Goss knows a space like this can easily drift from creative purposes. Before joining The Lighthouse, he spent years inside membership-driven creative clubs including Soho House and NeueHouse and saw them evolve from working environments into hospitality businesses.

He’s determined to avoid that slide. Production infrastructure as design details are reminders that this is a place to make things. Early Soho House, he said, worked because it felt like “a genuinely safe space for creatives.” The challenge was maintaining that identity as the business scaled. Lighthouse, he hopes, can maintain the balance.

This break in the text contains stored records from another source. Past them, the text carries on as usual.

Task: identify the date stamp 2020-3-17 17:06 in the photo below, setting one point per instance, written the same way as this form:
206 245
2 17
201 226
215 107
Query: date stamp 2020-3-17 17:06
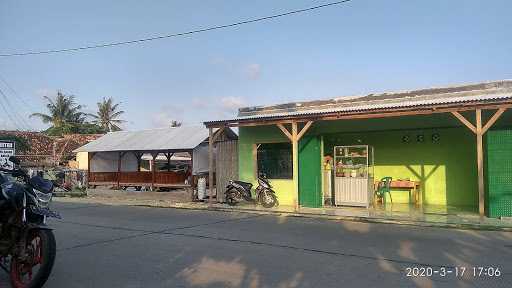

The development function extends into a steady cadence of programming meant to shape creative ambition. Lighthouse hosts talks with founders, creators, investors, and authors on topics like ownership, brand partnerships, and financing pathways, alongside screenings, DJ nights, and listening sessions.  

Workshops and labs — including office hours, legal education, and production training — focus on the mechanics of building creative businesses. The vocabulary is more startup accelerator than art school, which reflects the reality that talent needs fluency in the systems that sustain it. 

The broader goal is to lower friction and increase iteration. While that doesn’t necessarily require spending $6,000 a year, infrastructure does require resources. And resources tend to concentrate. 

The modern creative economy is built on the premise that anyone can make something. Membership at The Lighthouse points to the paradox of gatekeeping in an open system, but it also aligns with the tension in ambition. From Bauhaus to Sundance, creative scenes have always formed this way — built through clusters of people who find each other and the opportunities that accumulate around them.  

It’s early days, but Goss’ vision for The Lighthouse go far beyond the workspaces. There’s plans to develop its own productions with an in-house studio; he sees a future where The Lighthouse member database will create matchmaking opportunities for its members.

Ideally, Goss wants “to be sitting here in three years’ time talking to you about the latest independent film that was the progeny of people who met here, they went into the writer’s room, they tested a bunch of stuff in a studio. They did a screening here. They did a premiere here. 

“I love people who are infinite learners,” Goss said. “There’s going to be this melting pot and if we can put tools around it — where we have 500 members here, 750 in New York — then there’s an IRL market that’s going to happen.”